Director Compensation (during non‑employee period in 2024)
Guilmette’s director compensation for the 2024 non‑employee period is included within his SCT line after he became CEO; specific board RSU grants: 3,294 RSUs (vest May 6, 2025) and 21,156 RSUs (vest July 2, 2025) .
Compensation Peer Group and Say‑on‑Pay
- Peer Group used to benchmark pay includes ASGN, Broadridge, Ceridian, EPAM, ExlService, Genpact, HealthEquity, Insperity, Maximus, Paychex, TriNet, TTEC, WEX, WNS, Workday; added Maximus and Workday; removed Black Knight, Citrix, CACI due to size/transactions. No targeted percentile; peer data used as reference .
- 2024 Say‑on‑Pay approved by over 95% of votes cast; annual advisory vote practice continues .
Performance & Track Record
- 2024 highlights under Guilmette’s leadership and the broader reset: completion of cloud migration, divestiture of Payroll and Professional Services, strengthened recurring revenue momentum, strong bookings and renewals, debt reduction, initiation of quarterly dividend and increased share repurchase authorization; Board refresh aligned to strategic direction .
- Pay‑versus‑performance shows CAP and TSR trends; 2024 TSR at $77.02 vs Russell 2000 at $102.97; Adjusted EBITDA $556M; Net Income $(159)M .
Compensation Structure Analysis
- Majority of CEO pay at risk via VCP and equity; 2024 SCT shows $6.67M stock awards vs $0.32M salary and $0.23M cash incentive .

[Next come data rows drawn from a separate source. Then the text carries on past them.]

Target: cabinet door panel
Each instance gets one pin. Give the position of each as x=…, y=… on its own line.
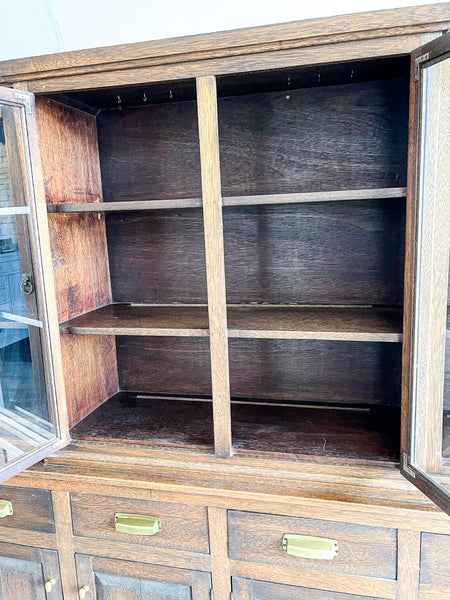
x=24, y=571
x=426, y=441
x=31, y=424
x=110, y=579
x=247, y=589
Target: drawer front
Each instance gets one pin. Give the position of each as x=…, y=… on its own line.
x=32, y=509
x=434, y=565
x=247, y=589
x=363, y=551
x=183, y=527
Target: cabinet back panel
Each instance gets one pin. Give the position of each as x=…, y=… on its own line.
x=287, y=370
x=150, y=153
x=157, y=256
x=327, y=253
x=323, y=138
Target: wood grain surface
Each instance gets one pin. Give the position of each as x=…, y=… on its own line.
x=184, y=527
x=364, y=551
x=293, y=370
x=258, y=429
x=167, y=252
x=150, y=153
x=315, y=139
x=247, y=589
x=251, y=321
x=306, y=253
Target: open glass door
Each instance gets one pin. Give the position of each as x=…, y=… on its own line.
x=426, y=440
x=32, y=405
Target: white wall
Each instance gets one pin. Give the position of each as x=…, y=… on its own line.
x=32, y=27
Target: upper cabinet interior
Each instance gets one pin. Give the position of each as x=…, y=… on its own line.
x=313, y=167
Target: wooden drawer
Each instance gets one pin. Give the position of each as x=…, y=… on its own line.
x=363, y=551
x=247, y=589
x=183, y=527
x=33, y=509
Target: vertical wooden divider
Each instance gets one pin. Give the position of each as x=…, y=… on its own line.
x=408, y=567
x=64, y=540
x=215, y=261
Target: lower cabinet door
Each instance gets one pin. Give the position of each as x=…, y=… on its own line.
x=29, y=573
x=248, y=589
x=111, y=579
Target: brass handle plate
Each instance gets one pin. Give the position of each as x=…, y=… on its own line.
x=50, y=584
x=137, y=524
x=5, y=508
x=83, y=591
x=26, y=284
x=307, y=546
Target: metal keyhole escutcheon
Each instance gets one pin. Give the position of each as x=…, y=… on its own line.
x=27, y=283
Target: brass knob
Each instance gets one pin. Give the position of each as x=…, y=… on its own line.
x=83, y=591
x=49, y=584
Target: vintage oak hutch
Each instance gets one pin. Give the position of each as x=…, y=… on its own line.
x=233, y=256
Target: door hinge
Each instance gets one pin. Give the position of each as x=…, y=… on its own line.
x=25, y=97
x=419, y=61
x=406, y=467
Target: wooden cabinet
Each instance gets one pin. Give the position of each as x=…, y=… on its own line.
x=105, y=579
x=245, y=589
x=29, y=573
x=243, y=259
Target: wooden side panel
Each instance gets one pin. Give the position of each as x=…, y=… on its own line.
x=68, y=140
x=90, y=372
x=316, y=139
x=150, y=153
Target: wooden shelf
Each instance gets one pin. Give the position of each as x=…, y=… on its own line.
x=307, y=197
x=363, y=434
x=332, y=196
x=251, y=321
x=137, y=319
x=125, y=206
x=316, y=323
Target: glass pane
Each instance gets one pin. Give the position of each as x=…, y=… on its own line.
x=26, y=409
x=15, y=261
x=430, y=450
x=11, y=158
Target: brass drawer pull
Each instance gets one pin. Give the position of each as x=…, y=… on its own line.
x=83, y=591
x=5, y=508
x=307, y=546
x=137, y=524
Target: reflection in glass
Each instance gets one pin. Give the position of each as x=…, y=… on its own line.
x=24, y=411
x=431, y=439
x=26, y=414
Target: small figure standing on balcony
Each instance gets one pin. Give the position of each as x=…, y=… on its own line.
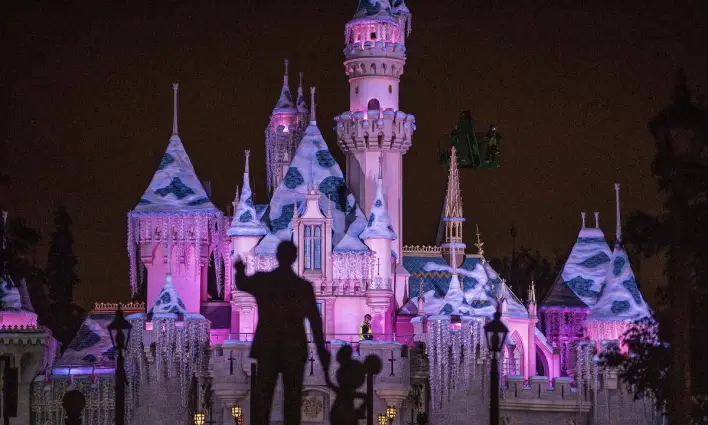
x=365, y=333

- Shift to PRSUs and RSUs—no stock options currently granted; option‑like awards not used in 2024 .
- Performance metrics tightened post‑divestiture; VCP and PRSU criteria revised to exclude divested units .
- Clawback strengthened in Oct 2023; hedging/pledging prohibited (alignment positive) .
Risk Indicators & Red Flags
- Hedging/pledging barred; board has not granted exceptional pre‑clearance—reduces misalignment and credit risk from pledging .
- Related party transactions overseen by Audit Committee; none material to Guilmette disclosed .
- Code of Conduct had no officer/director waivers in 2024 .
- Board refreshed with independent directors and new Chair; Sponsor Investors retain designation rights under Investor Rights Agreement (governance influence to monitor) .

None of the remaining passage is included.